まずテレーゼは壁にかかる時計に視線を移した。時計の針は十一時十分を示していた。テレーゼはほっと息を漏らした。まだ式典は始まったばかりだ。この時間ならまだ“承認の儀”はおろか、任命式すら始まっていないはず。すぐさまテレーゼは扉に向かった。しかしその瞬間横から飛び出したものが扉の前に立ちはだかる。ムンナ――つまりはルナだった。ルナはじっとテレーゼを見つめて頭(というよりも体全体)を横に揺さぶる。
「どうしたのルナ? そこを通して」
しかしルナは頑として横に体を揺すって、続いて横を見るように促すような仕草をしてみせた。首を傾げつつルナが促す方向に目をやる、同時に「あっ」と素っ頓狂な声がぽろりと落ちる。
そこには壁際に姿見が立っており、そこには今のテレーゼ自身の姿が映っていた。柔らかで鮮やかな栗色の髪はぼさぼさに乱れており、服も顔も土埃がついて黒く汚れている。ずっと狭く薄暗い通路を歩いていた、加えて一度転んでいる。黒ずみのほとんどはその時ついたものだろう。このまま式典の間に行って良いかと問うと、とてもではないが首を縦には振り難い姿と言えた。
着替えなきゃと、そう思った瞬間ぴたりと動きが止まる。
――間に合うだろうか。
式典用のドレスを着用するには時間がかかる。顔全体の化粧に始まって、髪の結い上げ、コルセットの着用、下着も特別なものを用意し、ドレスをようやく着た後も手袋のボタン締め、様々な装飾品の合わせなど。全てをこなそうとすればようやく準備が整う頃にはもう日付が変わった後であるほどに時間がかかる。間に合うはずがない。
時計を見る。こうして迷っている間にもう一分半も過ぎてしまった。この広い王宮で式典の間まで辿り着くまでの時間も考慮に入れると一秒たりとも無駄にできないというのに。

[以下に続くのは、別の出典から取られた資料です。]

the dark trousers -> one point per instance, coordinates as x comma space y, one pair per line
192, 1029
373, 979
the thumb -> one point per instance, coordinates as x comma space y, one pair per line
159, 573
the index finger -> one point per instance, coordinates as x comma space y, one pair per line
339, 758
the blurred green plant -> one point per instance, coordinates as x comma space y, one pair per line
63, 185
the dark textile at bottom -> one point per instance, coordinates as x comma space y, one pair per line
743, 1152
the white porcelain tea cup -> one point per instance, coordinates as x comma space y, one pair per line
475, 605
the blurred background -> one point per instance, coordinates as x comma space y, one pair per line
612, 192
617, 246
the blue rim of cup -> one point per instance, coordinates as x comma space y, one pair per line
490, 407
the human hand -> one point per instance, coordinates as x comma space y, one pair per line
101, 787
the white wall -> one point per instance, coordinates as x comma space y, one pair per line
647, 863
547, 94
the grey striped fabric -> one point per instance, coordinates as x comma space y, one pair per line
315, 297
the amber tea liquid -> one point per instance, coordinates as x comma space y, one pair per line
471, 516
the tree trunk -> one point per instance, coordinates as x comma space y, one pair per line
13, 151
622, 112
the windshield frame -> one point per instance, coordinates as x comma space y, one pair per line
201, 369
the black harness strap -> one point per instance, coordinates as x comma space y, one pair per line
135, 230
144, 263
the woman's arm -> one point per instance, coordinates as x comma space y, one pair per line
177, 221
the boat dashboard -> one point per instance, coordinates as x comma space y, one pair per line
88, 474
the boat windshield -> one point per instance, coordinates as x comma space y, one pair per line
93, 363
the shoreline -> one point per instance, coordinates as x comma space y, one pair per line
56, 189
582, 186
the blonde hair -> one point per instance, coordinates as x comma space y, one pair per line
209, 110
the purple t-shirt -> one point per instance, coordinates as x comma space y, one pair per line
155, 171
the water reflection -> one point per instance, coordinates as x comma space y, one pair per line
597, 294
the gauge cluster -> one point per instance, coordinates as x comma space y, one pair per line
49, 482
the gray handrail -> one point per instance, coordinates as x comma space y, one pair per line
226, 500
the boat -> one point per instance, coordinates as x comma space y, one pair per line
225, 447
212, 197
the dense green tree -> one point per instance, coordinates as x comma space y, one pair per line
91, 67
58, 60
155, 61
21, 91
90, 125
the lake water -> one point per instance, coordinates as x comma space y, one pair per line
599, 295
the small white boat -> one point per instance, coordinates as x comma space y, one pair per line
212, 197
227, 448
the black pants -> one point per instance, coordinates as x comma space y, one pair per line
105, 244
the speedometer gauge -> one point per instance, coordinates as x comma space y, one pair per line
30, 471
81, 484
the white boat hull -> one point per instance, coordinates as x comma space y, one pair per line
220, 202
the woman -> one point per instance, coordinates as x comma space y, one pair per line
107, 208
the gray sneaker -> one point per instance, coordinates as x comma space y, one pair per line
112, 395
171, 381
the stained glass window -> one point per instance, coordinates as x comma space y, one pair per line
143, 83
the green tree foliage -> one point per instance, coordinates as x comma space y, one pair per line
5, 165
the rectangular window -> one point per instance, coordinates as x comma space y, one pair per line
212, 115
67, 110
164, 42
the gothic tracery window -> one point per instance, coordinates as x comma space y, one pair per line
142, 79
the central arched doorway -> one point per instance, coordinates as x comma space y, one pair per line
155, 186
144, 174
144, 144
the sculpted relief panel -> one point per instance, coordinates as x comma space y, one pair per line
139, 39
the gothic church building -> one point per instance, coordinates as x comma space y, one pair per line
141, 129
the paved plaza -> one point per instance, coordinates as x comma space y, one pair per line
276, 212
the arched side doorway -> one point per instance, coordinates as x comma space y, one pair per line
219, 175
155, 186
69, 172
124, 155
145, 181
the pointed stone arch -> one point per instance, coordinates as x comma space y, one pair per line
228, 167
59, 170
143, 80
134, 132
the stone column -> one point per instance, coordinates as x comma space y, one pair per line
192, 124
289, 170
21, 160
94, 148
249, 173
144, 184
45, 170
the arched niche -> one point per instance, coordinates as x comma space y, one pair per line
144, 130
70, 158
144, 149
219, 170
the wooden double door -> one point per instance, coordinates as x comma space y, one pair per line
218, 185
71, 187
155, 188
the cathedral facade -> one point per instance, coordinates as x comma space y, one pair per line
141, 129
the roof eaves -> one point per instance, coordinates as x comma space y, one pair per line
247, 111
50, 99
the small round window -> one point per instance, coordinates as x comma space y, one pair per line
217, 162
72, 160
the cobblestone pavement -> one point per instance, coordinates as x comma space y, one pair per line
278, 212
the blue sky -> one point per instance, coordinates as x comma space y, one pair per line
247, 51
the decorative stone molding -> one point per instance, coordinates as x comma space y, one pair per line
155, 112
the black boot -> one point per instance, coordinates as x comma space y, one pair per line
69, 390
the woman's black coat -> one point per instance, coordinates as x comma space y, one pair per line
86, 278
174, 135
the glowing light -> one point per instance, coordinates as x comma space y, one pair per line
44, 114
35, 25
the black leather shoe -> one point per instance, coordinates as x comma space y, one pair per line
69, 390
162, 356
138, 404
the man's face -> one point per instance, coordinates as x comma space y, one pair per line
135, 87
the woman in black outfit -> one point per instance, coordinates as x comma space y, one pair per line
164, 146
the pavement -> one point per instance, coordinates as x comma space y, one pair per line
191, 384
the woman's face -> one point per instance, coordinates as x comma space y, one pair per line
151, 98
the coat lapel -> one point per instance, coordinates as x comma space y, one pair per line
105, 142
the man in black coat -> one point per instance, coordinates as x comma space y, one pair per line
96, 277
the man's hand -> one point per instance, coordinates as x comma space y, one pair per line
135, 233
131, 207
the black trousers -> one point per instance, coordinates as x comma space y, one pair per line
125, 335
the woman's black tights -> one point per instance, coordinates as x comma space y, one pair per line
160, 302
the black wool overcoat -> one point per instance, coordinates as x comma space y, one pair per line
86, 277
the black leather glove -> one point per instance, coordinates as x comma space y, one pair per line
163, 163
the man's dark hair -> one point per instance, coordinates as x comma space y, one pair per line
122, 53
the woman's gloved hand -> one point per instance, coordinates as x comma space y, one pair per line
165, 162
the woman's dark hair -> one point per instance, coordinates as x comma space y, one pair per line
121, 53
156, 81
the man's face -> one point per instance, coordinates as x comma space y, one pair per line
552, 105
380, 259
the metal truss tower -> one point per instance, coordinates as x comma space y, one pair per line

しかしその時テレーゼに別の考えが浮かぶ。何も着替える必要はないのではないだろうか? わざわざドレスを身に纏わずとも、王女の顔は国中の誰もが周知している。殊に今は実際に相まみえるか肖像画を見るしかなかった時代とは違い、近年広まりつつある写真という技術と新聞という媒体によってより正確に人物の顔を知ることが出来る。
そうと決まればと、テレーゼはそのまま扉に向き直ろうとするが、何か後ろ髪を引くものがある。なにか忘れているような気がする。しかも今の瞬間、自分はそれを思い出そうとした。いったいなぜ、そしてそれは何なのだろう? テレーゼはゆっくりと自分が思考した順番を糸を手繰り寄せるように連想していく。時計、ドレス、肖像画、写真、新聞……
「あっ、そっか」
ロビンがキースに行く前に新聞を見せたことを思い出す。その新聞には、王女は病をこじらせて臥せっている、ということが書かれてあった。そうだ、自分はここ数日ずっと具合を悪くして、王宮の外には一歩たりとも出ていない、ということになっている。それがこのようにいかにも外で何かをやっていたような格好で人前に出たらどうなるか。ただでさえこれから式典の間に乗り込んで、民の混乱を誘うような真似をするというのに、より混乱を助長させるような事態はなるべくなら避けるべきだ。
やはり着替えよう。端然としてテレーゼはルナに向かって頷いた。
とはいえ、本式のドレスではとても間に合いそうにない。もう少し砕けた場などで使う略式のものにしよう。それなら十分に間に合うはず。仕方がないがこの格好のまま乗り込むよりもマシというものだった。